Modelling/SCOOP (Semiconductor COmponents for Optical signal Processing)

    Project Details


    The SCOOP project has the goal of developing novel semiconductor devices for ultrafast optical signal processing in broadband optical networks. The modelling activity has to formulate mathematical models for the different device types and develop tools that can be used for analysing measurement results and designing/optimizing the devices. This requires a number of tasks to be considered:
    Materials dynamics: Models that accuratelydescribe the materials (gain and index) dynamics down to a time scale of at least 1 picosecond need to be developed. Since the solution of microscopic (Semiconductor Bloch) equations are too demanding computationally, simpler models have to be derived. This is particularly challenging in the case of electro-absorption modulators, which are quantum well structures whose absorption can be changed by applying an electrical field.
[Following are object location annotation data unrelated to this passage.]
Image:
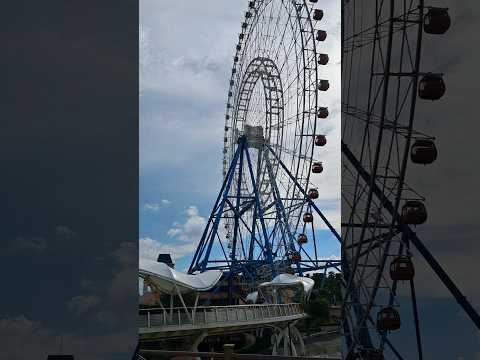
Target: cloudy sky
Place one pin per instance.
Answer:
(186, 51)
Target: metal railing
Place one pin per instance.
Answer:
(207, 315)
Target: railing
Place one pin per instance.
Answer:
(206, 315)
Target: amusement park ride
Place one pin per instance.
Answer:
(261, 230)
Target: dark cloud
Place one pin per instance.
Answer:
(68, 159)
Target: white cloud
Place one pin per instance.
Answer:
(183, 238)
(151, 207)
(150, 248)
(156, 206)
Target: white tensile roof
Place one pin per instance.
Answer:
(168, 280)
(290, 279)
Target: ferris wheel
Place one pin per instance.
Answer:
(382, 80)
(265, 218)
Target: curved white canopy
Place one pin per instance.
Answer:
(289, 279)
(171, 281)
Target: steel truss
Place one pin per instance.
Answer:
(270, 246)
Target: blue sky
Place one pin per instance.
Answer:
(186, 51)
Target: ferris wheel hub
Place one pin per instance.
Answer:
(254, 136)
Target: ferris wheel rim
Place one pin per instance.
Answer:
(234, 85)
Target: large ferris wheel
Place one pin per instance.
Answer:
(265, 220)
(382, 80)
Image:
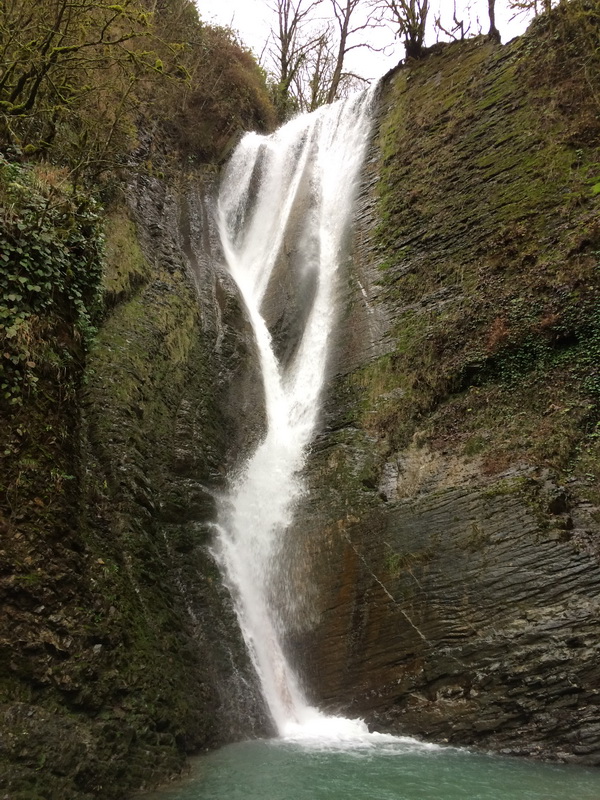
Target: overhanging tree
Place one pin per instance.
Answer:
(408, 18)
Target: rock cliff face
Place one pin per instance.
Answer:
(451, 536)
(123, 652)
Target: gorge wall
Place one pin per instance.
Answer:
(451, 532)
(447, 552)
(121, 650)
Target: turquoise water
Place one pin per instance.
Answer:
(397, 770)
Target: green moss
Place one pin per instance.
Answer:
(125, 266)
(489, 241)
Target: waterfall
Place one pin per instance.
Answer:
(298, 182)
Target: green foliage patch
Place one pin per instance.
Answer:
(51, 265)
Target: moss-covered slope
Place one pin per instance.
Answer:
(452, 530)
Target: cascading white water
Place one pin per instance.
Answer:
(319, 156)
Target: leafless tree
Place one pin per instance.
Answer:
(494, 33)
(537, 6)
(409, 18)
(460, 28)
(343, 11)
(290, 45)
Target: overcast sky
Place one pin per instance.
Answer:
(253, 20)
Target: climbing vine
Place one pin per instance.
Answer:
(50, 271)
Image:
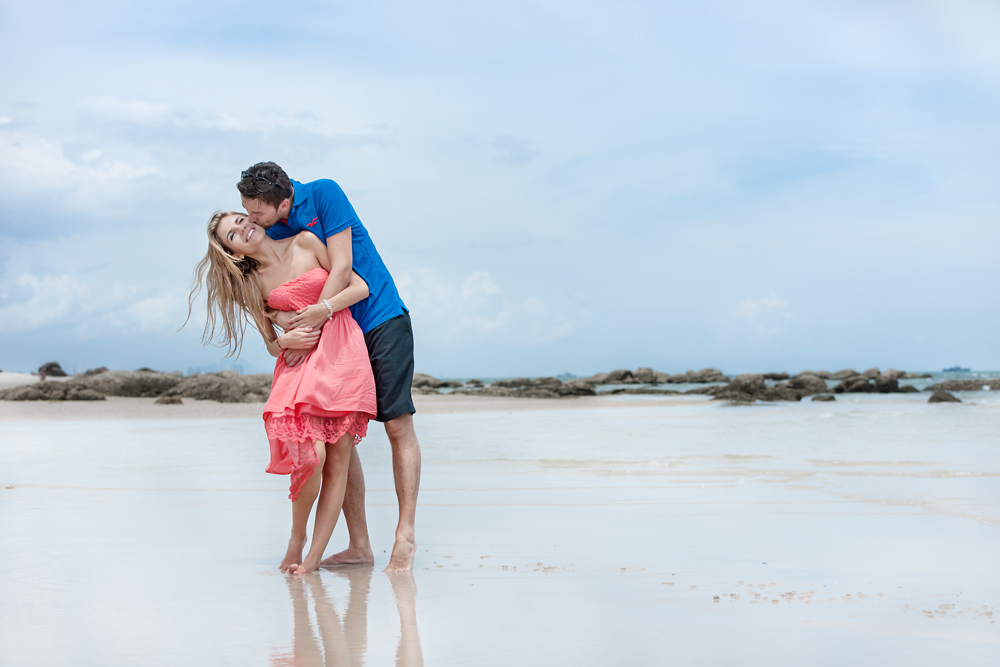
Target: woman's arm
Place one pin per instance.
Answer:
(317, 314)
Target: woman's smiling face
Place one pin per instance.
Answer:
(240, 236)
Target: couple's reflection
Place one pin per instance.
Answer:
(343, 639)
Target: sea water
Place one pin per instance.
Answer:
(864, 530)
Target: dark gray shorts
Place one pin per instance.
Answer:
(390, 349)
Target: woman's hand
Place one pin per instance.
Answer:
(299, 339)
(314, 316)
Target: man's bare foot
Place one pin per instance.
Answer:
(294, 554)
(308, 565)
(350, 556)
(403, 552)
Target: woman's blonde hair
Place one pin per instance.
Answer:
(233, 293)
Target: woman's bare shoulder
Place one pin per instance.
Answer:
(309, 240)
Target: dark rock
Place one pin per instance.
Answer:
(50, 391)
(424, 380)
(224, 387)
(858, 384)
(577, 388)
(512, 383)
(52, 369)
(643, 390)
(146, 384)
(965, 385)
(644, 375)
(620, 376)
(710, 375)
(599, 378)
(809, 383)
(745, 388)
(782, 394)
(941, 396)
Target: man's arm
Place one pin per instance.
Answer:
(338, 259)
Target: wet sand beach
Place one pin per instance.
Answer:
(586, 531)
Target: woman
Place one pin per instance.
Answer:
(318, 409)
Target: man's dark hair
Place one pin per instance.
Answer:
(262, 188)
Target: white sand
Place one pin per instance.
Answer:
(122, 408)
(586, 532)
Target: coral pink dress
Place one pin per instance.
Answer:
(328, 395)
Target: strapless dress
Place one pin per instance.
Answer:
(328, 395)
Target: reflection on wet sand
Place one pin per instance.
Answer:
(343, 641)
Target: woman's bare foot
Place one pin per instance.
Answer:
(403, 552)
(294, 554)
(350, 556)
(310, 564)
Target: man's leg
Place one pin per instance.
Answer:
(359, 550)
(406, 474)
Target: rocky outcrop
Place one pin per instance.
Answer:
(513, 383)
(745, 388)
(965, 385)
(224, 387)
(858, 384)
(941, 396)
(621, 376)
(142, 384)
(52, 369)
(643, 390)
(809, 383)
(50, 391)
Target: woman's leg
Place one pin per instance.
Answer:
(301, 508)
(331, 500)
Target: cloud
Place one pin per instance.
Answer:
(766, 315)
(52, 300)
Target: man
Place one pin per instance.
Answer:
(284, 208)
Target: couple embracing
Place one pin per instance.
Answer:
(300, 266)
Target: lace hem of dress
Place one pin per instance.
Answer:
(307, 428)
(293, 436)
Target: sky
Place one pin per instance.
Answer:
(556, 187)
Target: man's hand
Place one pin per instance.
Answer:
(295, 357)
(314, 316)
(282, 319)
(299, 339)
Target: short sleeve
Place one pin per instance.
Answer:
(333, 209)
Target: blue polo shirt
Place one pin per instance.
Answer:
(321, 207)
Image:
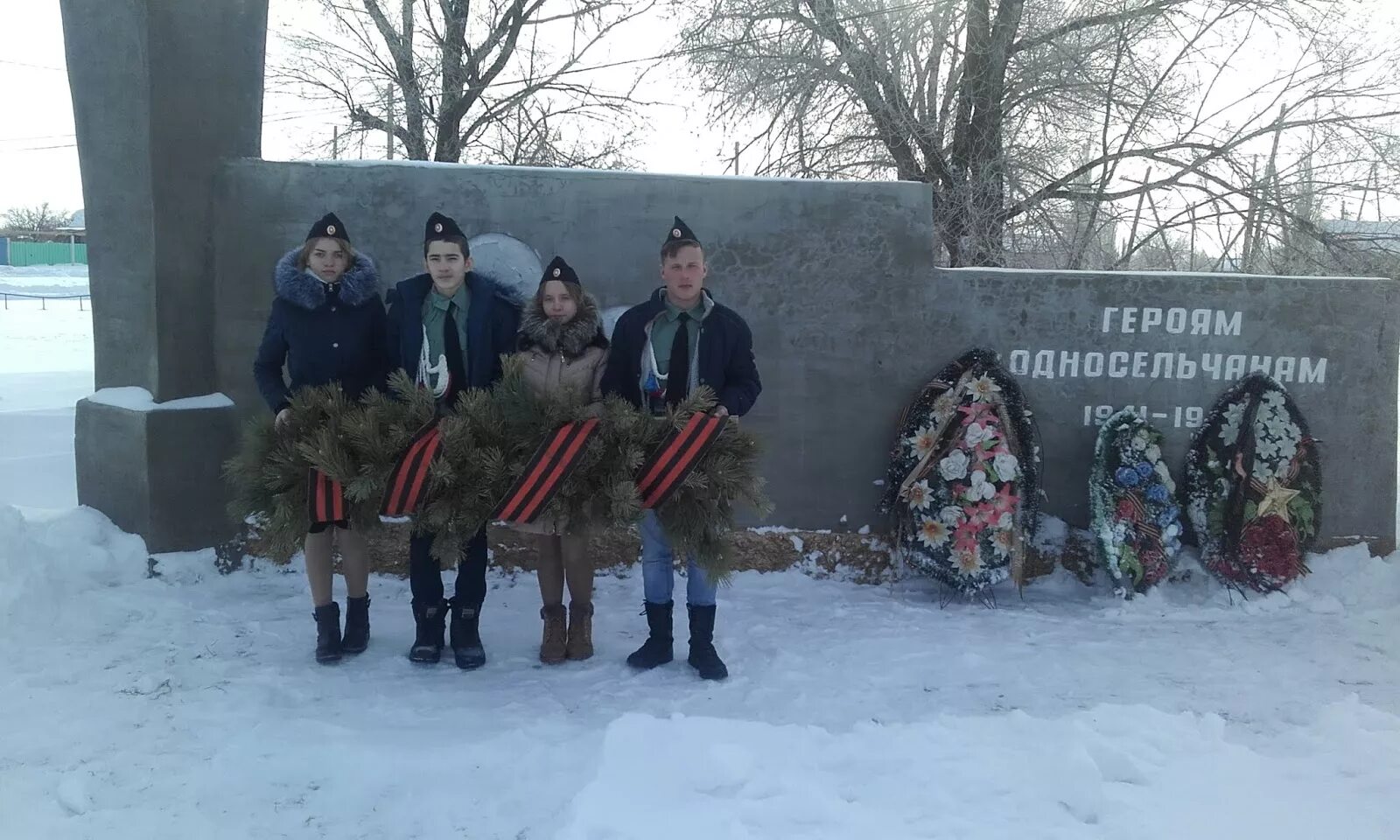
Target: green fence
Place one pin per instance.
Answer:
(46, 254)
The transport of electrons accross the structure and the sweep-out from the quantum well are known to limit the device speed and needs to be carefully modelled.
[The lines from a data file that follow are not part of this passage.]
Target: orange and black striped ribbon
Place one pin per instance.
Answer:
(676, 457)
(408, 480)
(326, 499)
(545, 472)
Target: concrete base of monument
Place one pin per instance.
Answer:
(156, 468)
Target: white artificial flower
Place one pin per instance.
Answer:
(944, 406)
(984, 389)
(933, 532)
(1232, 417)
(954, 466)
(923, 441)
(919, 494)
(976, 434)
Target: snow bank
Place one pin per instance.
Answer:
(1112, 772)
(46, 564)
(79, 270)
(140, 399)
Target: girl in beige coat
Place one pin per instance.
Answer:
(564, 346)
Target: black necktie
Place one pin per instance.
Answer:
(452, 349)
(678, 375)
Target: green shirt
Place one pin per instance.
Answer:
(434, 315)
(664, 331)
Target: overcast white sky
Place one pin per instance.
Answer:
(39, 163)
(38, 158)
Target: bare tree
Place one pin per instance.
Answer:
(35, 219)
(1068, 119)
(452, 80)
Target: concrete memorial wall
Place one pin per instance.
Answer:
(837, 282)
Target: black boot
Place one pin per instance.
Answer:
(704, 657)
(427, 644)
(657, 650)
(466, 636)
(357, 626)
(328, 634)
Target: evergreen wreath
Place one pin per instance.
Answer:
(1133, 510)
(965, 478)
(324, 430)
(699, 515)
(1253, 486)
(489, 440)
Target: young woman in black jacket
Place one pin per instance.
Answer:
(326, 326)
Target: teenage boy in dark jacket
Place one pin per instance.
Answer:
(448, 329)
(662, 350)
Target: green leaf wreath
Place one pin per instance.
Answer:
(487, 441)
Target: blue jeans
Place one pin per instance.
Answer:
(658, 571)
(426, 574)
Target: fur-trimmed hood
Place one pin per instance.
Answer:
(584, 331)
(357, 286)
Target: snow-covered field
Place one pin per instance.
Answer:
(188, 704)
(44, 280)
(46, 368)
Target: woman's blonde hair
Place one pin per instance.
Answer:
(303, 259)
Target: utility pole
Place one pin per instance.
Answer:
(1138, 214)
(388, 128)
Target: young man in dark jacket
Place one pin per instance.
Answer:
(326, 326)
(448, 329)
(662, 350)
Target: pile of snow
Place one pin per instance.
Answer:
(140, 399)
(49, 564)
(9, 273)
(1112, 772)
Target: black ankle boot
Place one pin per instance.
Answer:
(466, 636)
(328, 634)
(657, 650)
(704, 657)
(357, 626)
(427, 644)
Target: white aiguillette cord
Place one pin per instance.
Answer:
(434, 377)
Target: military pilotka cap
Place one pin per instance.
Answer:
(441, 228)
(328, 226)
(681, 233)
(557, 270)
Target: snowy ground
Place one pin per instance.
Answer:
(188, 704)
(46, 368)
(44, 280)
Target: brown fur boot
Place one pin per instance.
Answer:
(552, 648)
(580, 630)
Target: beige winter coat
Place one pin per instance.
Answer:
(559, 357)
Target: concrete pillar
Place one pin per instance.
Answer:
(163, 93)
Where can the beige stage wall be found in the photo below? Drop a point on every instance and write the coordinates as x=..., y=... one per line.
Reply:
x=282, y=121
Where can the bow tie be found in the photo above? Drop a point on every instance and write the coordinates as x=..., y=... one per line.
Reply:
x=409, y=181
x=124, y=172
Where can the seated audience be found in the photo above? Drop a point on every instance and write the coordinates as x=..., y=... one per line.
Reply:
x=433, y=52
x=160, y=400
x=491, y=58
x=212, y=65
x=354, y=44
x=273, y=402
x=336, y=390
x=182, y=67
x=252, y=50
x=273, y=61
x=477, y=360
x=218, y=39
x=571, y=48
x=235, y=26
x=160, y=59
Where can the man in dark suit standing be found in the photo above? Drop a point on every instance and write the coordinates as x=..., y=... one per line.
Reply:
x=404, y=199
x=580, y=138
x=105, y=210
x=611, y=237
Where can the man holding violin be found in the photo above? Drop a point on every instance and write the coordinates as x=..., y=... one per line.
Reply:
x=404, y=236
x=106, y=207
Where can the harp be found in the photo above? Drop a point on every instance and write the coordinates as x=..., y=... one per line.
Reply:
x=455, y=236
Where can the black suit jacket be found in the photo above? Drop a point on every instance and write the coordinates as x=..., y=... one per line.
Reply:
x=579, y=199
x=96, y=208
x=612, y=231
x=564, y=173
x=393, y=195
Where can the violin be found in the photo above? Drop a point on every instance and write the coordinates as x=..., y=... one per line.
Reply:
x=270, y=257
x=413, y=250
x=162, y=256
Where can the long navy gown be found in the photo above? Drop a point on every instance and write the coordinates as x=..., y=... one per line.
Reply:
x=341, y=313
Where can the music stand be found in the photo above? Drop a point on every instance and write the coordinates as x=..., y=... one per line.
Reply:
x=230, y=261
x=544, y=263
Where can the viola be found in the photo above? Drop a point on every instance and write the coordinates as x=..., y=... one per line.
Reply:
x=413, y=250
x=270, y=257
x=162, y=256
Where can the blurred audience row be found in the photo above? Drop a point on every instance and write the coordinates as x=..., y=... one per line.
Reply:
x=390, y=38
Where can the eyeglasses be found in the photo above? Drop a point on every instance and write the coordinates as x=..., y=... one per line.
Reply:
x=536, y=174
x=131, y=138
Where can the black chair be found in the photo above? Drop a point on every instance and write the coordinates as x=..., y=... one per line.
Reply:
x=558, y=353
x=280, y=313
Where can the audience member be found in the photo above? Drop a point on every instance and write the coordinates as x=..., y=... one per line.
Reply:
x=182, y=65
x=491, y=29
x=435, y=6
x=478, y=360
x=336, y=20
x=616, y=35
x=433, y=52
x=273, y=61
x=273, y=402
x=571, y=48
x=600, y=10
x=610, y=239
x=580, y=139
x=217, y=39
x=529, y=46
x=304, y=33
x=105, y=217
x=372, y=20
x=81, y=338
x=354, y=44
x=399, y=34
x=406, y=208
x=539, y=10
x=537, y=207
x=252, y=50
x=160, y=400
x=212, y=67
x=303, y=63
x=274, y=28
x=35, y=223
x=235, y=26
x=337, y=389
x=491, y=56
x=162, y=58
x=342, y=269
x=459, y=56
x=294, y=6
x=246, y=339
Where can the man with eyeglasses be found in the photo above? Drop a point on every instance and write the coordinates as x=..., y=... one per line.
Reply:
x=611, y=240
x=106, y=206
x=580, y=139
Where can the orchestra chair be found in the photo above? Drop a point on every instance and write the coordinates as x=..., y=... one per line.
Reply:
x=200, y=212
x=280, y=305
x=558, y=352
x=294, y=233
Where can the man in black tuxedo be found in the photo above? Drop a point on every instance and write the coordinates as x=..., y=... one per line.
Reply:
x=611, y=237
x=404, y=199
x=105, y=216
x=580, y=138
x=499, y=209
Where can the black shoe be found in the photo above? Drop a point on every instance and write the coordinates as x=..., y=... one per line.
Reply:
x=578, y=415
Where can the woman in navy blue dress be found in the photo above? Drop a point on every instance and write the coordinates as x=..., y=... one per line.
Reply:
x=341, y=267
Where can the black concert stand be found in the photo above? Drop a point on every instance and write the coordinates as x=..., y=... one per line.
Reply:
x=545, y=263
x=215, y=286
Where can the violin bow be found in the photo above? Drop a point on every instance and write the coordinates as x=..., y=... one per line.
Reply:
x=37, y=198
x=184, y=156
    Interferometric devices: By incorporating active semiconductor waveguides into interferometric structures of the Michelson or Mach-Zehnder type, it is possible to switch signals at very hight bit rates. Computer simulation tools are needed in order to help interpret measurements on actual devices. In particular it is interesting to understand the mechanisms that limit the bandwidth. The tools need to be detailed enough to allow for optimization of the device designs as well as exploration of new ideas.
    Subsystem modelling: Device models are combined with models of signal sources, the transmission path and detectors to help understand the behaviour and limitations of the system as a whole. Presently, dispersion compensation of high-bit rate pulse trains using mid-span spectral inversion (phase conjugation) in a semiconductor laser amplifier has been analysed. The calculated results compare well with measurements.